McCollum, aided by a host of powerful special interests in the Capitol, has spent millions raising questions about Scott's leadership in the 1990s of the Columbia/HCA hospital chain, which was hit with a record $1.7 billion Medicare fraud fine.
Scott has said he's "responsible'' for what happened at the company, but he won't say exactly what he means by that. Scott received $300 million in stock options and a $10 million payout when he was ousted from the hospital board.
McCollum is also raising questions about another Scott business, Solantic Urgent Care, which the multimillionaire founded in 2001 as a patient-centered chain of walk-in health clinics.
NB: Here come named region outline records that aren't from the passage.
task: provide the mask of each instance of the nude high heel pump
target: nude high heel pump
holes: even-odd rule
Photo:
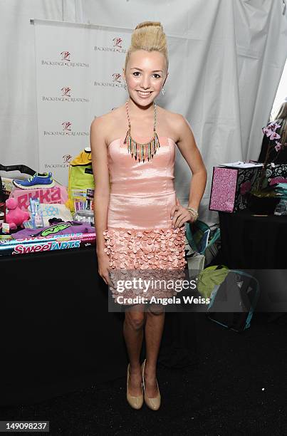
[[[129,380],[130,380],[130,363],[127,365],[127,400],[129,405],[133,409],[140,409],[143,404],[143,393],[136,397],[132,397],[129,393]]]
[[[152,409],[152,410],[157,410],[160,407],[160,401],[161,401],[161,396],[160,396],[160,389],[158,387],[158,383],[157,383],[157,380],[156,380],[157,381],[157,395],[153,398],[149,398],[148,396],[147,395],[147,394],[145,393],[145,360],[146,359],[145,359],[142,365],[142,387],[143,387],[143,390],[144,390],[144,398],[145,398],[145,404],[147,405],[147,407],[150,408],[150,409]]]

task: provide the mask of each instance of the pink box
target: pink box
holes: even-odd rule
[[[30,198],[37,197],[40,203],[57,203],[64,204],[68,200],[67,188],[56,184],[52,188],[37,188],[35,190],[20,190],[15,187],[10,197],[17,199],[18,205],[21,210],[27,210]]]
[[[214,167],[209,209],[234,212],[247,207],[247,192],[251,189],[259,167]]]

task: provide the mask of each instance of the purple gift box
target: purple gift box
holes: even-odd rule
[[[209,210],[234,212],[247,207],[247,192],[261,168],[214,167]]]

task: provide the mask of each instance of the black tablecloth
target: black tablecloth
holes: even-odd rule
[[[219,212],[221,261],[229,268],[287,269],[287,217]]]
[[[108,312],[94,247],[2,256],[0,278],[0,405],[125,376],[124,313]],[[194,364],[193,313],[165,316],[159,363]]]

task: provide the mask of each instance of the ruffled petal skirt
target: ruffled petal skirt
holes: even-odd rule
[[[137,296],[150,301],[152,297],[172,297],[182,290],[187,264],[184,226],[109,228],[103,235],[104,251],[110,259],[110,289],[115,301],[120,296],[122,304],[130,304],[125,301]]]

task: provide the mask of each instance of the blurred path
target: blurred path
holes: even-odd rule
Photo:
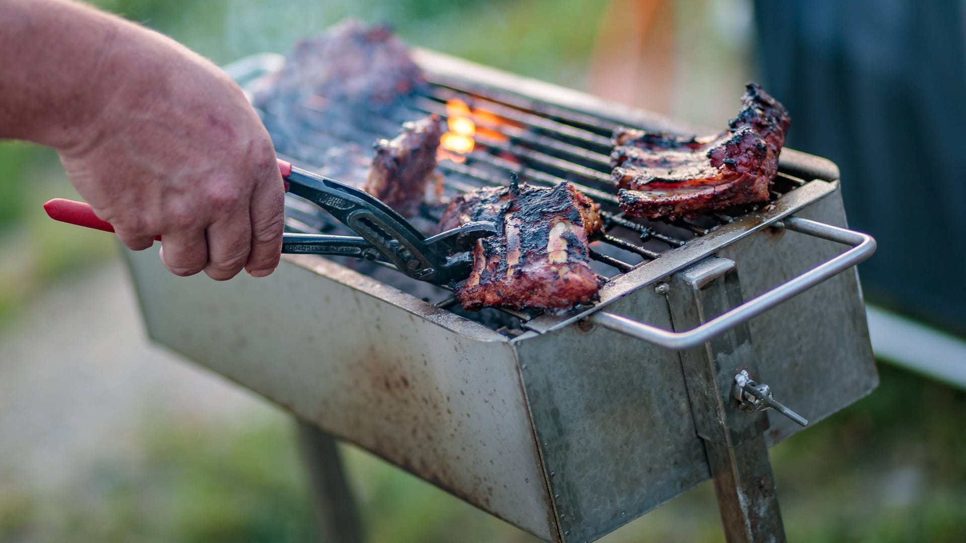
[[[268,409],[151,345],[119,262],[56,286],[0,330],[0,487],[57,488],[137,454],[157,417],[229,423]]]

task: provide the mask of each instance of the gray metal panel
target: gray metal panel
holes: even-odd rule
[[[513,347],[312,256],[271,276],[176,277],[126,251],[153,339],[467,501],[550,539]]]
[[[846,226],[838,190],[795,214]],[[737,263],[745,300],[813,268],[847,247],[795,232],[760,232],[719,254]],[[874,256],[872,258],[875,258]],[[855,403],[878,384],[858,281],[848,270],[752,319],[760,374],[775,398],[812,424]],[[769,412],[769,445],[802,428]]]
[[[614,302],[670,328],[650,288]],[[592,541],[707,479],[676,352],[596,327],[515,342],[562,541]]]

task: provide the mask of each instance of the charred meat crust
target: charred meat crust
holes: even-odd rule
[[[588,236],[602,224],[597,205],[570,183],[553,188],[513,183],[461,194],[440,227],[473,220],[495,220],[502,232],[473,248],[469,277],[456,285],[466,309],[568,309],[597,300]]]
[[[674,219],[767,201],[791,121],[754,83],[748,84],[742,104],[717,136],[615,131],[611,178],[621,209]]]
[[[365,191],[407,216],[419,212],[426,196],[438,200],[442,178],[436,172],[436,153],[441,134],[439,116],[430,115],[403,125],[403,131],[391,141],[376,142]]]

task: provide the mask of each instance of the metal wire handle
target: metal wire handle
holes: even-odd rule
[[[875,240],[867,234],[854,230],[797,216],[786,217],[774,226],[851,245],[852,248],[690,330],[666,330],[606,311],[598,311],[587,320],[608,329],[642,339],[666,349],[674,351],[688,349],[700,345],[712,337],[764,313],[829,277],[865,261],[875,252]]]

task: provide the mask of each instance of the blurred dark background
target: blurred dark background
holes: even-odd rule
[[[879,388],[772,450],[786,529],[803,541],[966,538],[966,394],[951,385],[966,350],[943,333],[966,329],[961,3],[97,4],[218,64],[286,52],[349,15],[389,21],[414,44],[712,129],[746,80],[760,81],[792,114],[789,146],[839,164],[850,225],[879,242],[861,269],[867,300],[892,310],[874,314],[895,325],[879,337],[907,327],[920,335],[906,353],[952,368],[917,366],[939,381],[903,369],[916,364],[880,349],[873,329],[877,357],[898,364],[880,364]],[[288,415],[147,343],[111,238],[41,211],[75,196],[52,152],[0,142],[0,541],[318,540]],[[345,451],[370,541],[533,541]],[[722,540],[710,485],[603,541],[651,539]]]

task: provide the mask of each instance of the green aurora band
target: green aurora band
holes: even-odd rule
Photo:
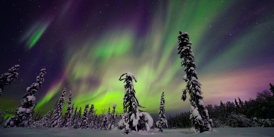
[[[176,56],[178,33],[182,30],[190,34],[194,52],[202,55],[197,56],[199,67],[206,51],[199,51],[197,45],[212,20],[218,17],[216,13],[223,12],[229,7],[229,1],[212,4],[207,0],[187,0],[186,4],[182,5],[172,0],[168,4],[166,14],[155,12],[145,37],[137,39],[134,27],[129,26],[104,33],[96,42],[89,38],[82,41],[82,43],[77,44],[82,45],[79,47],[81,48],[65,61],[69,63],[64,76],[52,85],[38,102],[36,111],[42,112],[42,107],[49,101],[55,101],[53,97],[58,98],[67,83],[69,85],[68,90],[72,91],[75,106],[93,104],[97,113],[101,113],[101,110],[116,103],[117,110],[122,112],[124,83],[118,79],[121,74],[129,71],[138,79],[134,83],[135,88],[140,103],[146,107],[143,110],[157,113],[162,91],[165,92],[167,111],[187,110],[189,103],[180,100],[182,89],[185,85],[182,80],[183,68],[179,57]],[[157,10],[164,9],[159,6]],[[33,43],[29,44],[30,48],[45,31],[46,26],[43,26],[36,36],[31,37],[30,41]],[[71,43],[68,41],[68,44],[71,44],[69,43]],[[205,96],[208,95],[206,93]],[[180,101],[181,103],[178,103]],[[53,106],[47,107],[49,109]]]

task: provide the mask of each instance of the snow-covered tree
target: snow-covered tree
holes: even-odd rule
[[[178,54],[182,60],[181,66],[184,67],[184,70],[186,73],[183,79],[187,82],[186,88],[183,90],[182,99],[186,100],[187,93],[188,92],[190,95],[190,119],[193,125],[192,132],[200,133],[207,131],[211,131],[212,120],[209,119],[207,110],[204,104],[201,84],[198,80],[195,70],[196,65],[194,60],[194,54],[191,47],[192,43],[189,40],[189,36],[187,33],[180,31],[178,39]]]
[[[5,128],[13,127],[27,127],[30,126],[35,106],[35,97],[38,90],[44,81],[44,75],[46,69],[41,69],[41,72],[36,77],[36,82],[27,88],[27,92],[22,96],[21,105],[16,109],[15,115],[10,117],[5,124]]]
[[[72,127],[77,129],[77,125],[78,123],[78,121],[77,121],[77,114],[78,112],[78,107],[76,106],[75,108],[74,114],[72,116]]]
[[[125,76],[125,78],[122,78]],[[125,96],[124,97],[124,115],[119,122],[120,129],[125,129],[125,133],[128,134],[131,130],[138,132],[139,130],[149,131],[152,126],[153,120],[146,112],[139,110],[138,107],[143,108],[139,104],[135,96],[135,90],[133,80],[137,82],[135,76],[130,72],[123,74],[120,77],[120,81],[126,83]],[[152,120],[152,122],[151,122]],[[152,123],[151,123],[152,122]]]
[[[1,74],[0,76],[0,96],[2,94],[2,92],[4,91],[4,86],[11,84],[11,82],[14,81],[18,77],[17,71],[19,70],[19,65],[15,65],[8,69],[7,72]]]
[[[71,127],[72,121],[72,111],[73,111],[74,103],[71,105],[72,95],[71,91],[69,91],[68,101],[68,108],[65,114],[65,117],[62,124],[62,127]]]
[[[165,95],[164,92],[163,92],[161,96],[161,102],[159,108],[159,117],[158,118],[158,121],[156,122],[156,125],[159,129],[159,131],[160,132],[163,132],[162,128],[167,128],[167,120],[166,120],[165,112]]]
[[[110,119],[110,124],[109,124],[108,126],[108,129],[109,130],[114,129],[114,128],[118,126],[118,123],[117,123],[115,121],[116,119],[116,111],[115,111],[116,106],[117,105],[116,104],[113,104],[113,106],[112,106],[112,112],[111,113],[111,118]]]
[[[63,105],[65,102],[65,96],[66,95],[66,88],[62,91],[61,96],[59,98],[56,107],[53,111],[53,115],[51,119],[51,127],[60,128],[62,124],[62,113]]]
[[[109,121],[110,119],[110,108],[109,107],[107,114],[104,115],[104,120],[103,120],[103,124],[102,124],[101,129],[106,130],[108,129],[108,125],[109,124]]]
[[[79,111],[77,113],[75,118],[75,125],[73,127],[75,129],[78,129],[81,127],[81,115],[82,114],[82,107],[80,107]]]
[[[85,109],[84,109],[84,114],[83,114],[83,117],[81,119],[81,128],[83,129],[87,129],[88,128],[88,110],[89,104],[86,104],[85,106]]]
[[[88,111],[88,123],[89,123],[88,128],[89,129],[92,129],[94,128],[93,126],[94,124],[94,113],[95,113],[94,105],[93,104],[91,104],[90,106],[90,108]]]
[[[40,121],[39,127],[48,128],[50,127],[51,123],[51,111],[49,111]]]

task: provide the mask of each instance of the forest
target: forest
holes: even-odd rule
[[[213,120],[213,127],[274,127],[274,86],[257,93],[255,99],[243,101],[238,97],[234,101],[206,106]],[[190,112],[182,112],[168,119],[170,128],[191,127]]]

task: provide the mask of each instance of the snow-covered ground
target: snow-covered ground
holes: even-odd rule
[[[37,128],[32,129],[24,128],[0,129],[0,137],[274,137],[274,128],[215,128],[216,132],[204,132],[193,134],[189,129],[179,129],[164,130],[164,132],[157,131],[139,132],[125,135],[121,130],[104,131],[100,130],[74,129],[65,128]]]

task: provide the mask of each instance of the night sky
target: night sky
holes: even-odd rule
[[[177,55],[179,30],[188,32],[206,104],[254,98],[274,83],[274,0],[1,0],[0,73],[16,64],[0,110],[19,105],[41,68],[45,81],[36,112],[53,108],[66,87],[76,106],[122,112],[127,71],[134,73],[143,110],[188,111]],[[66,98],[67,100],[67,98]]]

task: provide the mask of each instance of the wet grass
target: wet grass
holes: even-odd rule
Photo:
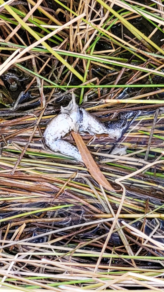
[[[0,290],[163,290],[164,4],[0,0]],[[113,191],[44,145],[72,91],[102,121],[138,113],[82,136]]]

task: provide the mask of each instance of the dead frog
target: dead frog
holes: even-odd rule
[[[47,125],[43,136],[46,145],[53,151],[58,152],[83,162],[78,149],[62,140],[72,130],[80,133],[87,132],[91,135],[107,134],[118,139],[127,125],[128,119],[132,114],[122,114],[118,121],[102,123],[91,114],[76,104],[74,95],[67,106],[61,107],[60,113],[52,119]]]

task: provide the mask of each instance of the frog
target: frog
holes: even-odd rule
[[[81,134],[88,132],[95,135],[107,134],[118,139],[127,126],[127,120],[131,113],[121,115],[118,121],[102,123],[98,119],[76,104],[75,95],[66,107],[61,106],[60,112],[47,125],[43,135],[46,145],[55,152],[70,156],[83,162],[78,149],[62,138],[72,130]]]

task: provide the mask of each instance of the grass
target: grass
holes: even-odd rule
[[[163,290],[164,3],[142,2],[0,0],[0,291]],[[113,190],[44,145],[72,91],[102,121],[139,114],[82,136]]]

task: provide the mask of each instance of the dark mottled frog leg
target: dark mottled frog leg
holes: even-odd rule
[[[114,128],[116,128],[118,127],[118,128],[120,129],[121,131],[121,134],[120,136],[115,142],[114,145],[109,150],[109,154],[110,154],[113,150],[116,145],[119,142],[127,129],[132,124],[137,117],[139,115],[140,113],[140,111],[138,111],[135,113],[133,111],[121,113],[119,115],[118,121],[104,122],[104,124],[105,126],[109,129],[110,128],[113,129]],[[134,116],[132,119],[128,122],[128,119],[133,115]]]

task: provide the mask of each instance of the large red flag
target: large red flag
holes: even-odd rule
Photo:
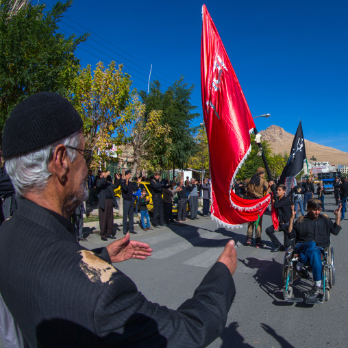
[[[270,195],[243,199],[232,186],[251,149],[251,114],[226,50],[205,5],[202,8],[201,79],[204,122],[212,177],[212,216],[228,227],[253,221],[264,212]]]

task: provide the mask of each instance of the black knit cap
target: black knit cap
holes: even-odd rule
[[[3,129],[4,158],[38,150],[78,131],[84,121],[70,101],[40,92],[18,104]]]

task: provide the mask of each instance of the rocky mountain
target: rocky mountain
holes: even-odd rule
[[[290,153],[294,140],[294,134],[288,133],[277,125],[272,125],[266,129],[260,132],[261,140],[267,140],[273,153]],[[348,164],[348,153],[343,152],[333,147],[321,145],[305,139],[307,160],[314,156],[317,161],[328,161],[330,164]]]

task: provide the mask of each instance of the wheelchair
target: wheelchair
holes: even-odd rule
[[[318,298],[306,299],[306,303],[323,303],[329,301],[330,298],[330,290],[335,285],[335,265],[334,262],[334,248],[331,247],[323,249],[321,251],[322,268],[322,283],[323,296],[322,299]],[[286,302],[302,302],[303,299],[295,297],[293,294],[293,284],[295,280],[300,276],[296,272],[296,264],[298,258],[295,257],[293,247],[289,247],[285,251],[283,263],[283,296]],[[310,266],[309,264],[305,266]],[[307,269],[306,271],[310,270]]]

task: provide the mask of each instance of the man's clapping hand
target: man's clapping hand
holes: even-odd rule
[[[234,240],[229,240],[226,244],[225,249],[218,258],[218,262],[225,264],[231,272],[231,275],[233,275],[237,268],[237,251],[234,248]]]
[[[152,249],[148,244],[129,240],[129,233],[106,247],[112,262],[121,262],[130,258],[146,259],[151,256]]]

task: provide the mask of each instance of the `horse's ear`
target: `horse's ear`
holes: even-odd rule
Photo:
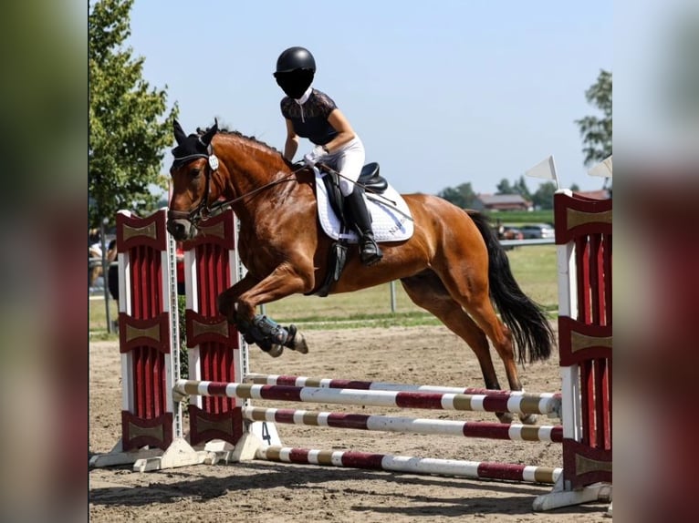
[[[218,119],[214,119],[214,125],[207,130],[203,136],[202,137],[202,141],[205,145],[209,145],[211,143],[212,138],[214,138],[214,135],[218,132]]]
[[[184,134],[184,131],[183,130],[182,126],[180,125],[180,122],[178,122],[177,120],[174,120],[172,122],[172,128],[174,128],[175,139],[177,140],[177,144],[182,145],[183,140],[187,138],[187,135]]]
In one debate, McCollum repeatedly raised the issue of Scott's integrity and business background in an effort to portray the political newcomer as a dangerous unknown.
"Who are you? Why are you running for governor? Who are you really, Rick Scott?" an agitated McCollum said.
McCollum also referenced a St. Petersburg Times/Miami Herald report about how Scott was deposed in a doctor's lawsuit against Solantic just six days before April 13, when he announced his bid for governor. The former Solantic doctor alleged his name was improperly used in a licensing matter with the state. The issue was cleared up, but the 2008 suit was only settled within weeks of Scott announcing his candidacy.
Under terms of a settlement agreement, neither side can talk about the case and Scott has refused to release his video deposition, which would likely be used in an attack ad against him.
A McCollum and Sink contributor, trial lawyer Steven Andrews, filed a lawsuit Monday against a Collier County court reporter seeking access to the deposition.
The lawsuit also raises allegations from another doctor, Randy Prokes, who claims Solantic committed billing fraud — an allegation Solantic officials say is untrue and part of a smear campaign by McCollum.
Scott was so infuriated with the suit that he flew to Tallahassee on Tuesday to hold an impromptu press conference at which he compared McCollum to a thug, disgraced figure skater Tonya Harding and President Barack Obama.
"He will try anything to rig the race so he can hang on to his power," Scott said, saying McCollum was running a "dying campaign." But for days, polls have shown McCollum's candidacy has been reinvigorated, with the Mason-Dixon survey showing the attorney general is leading for the first time in weeks.
The acrimony is so thick between the Republicans that McCollum suggested Sink had more ''character and integrity'' than Scott. McCollum spent Thursday on his "Real Solutions. Real Jobs'' bus tour through North Florida, where he met with local business and had open media access.
Scott appeared in West Palm Beach to bash an Everglades restoration plan that he described as a bailout for U.S. Sugar — a major campaign contributor. Scott in July had called the sugar deal "great."
During his press conference, a McCollum supporter heckled Scott to make the Solantic deposition public. Scott didn't take questions from the press.
While McCollum hailed the poll, Scott seemingly dismissed the results.
"I'm very comfortable we are going to win," Scott said.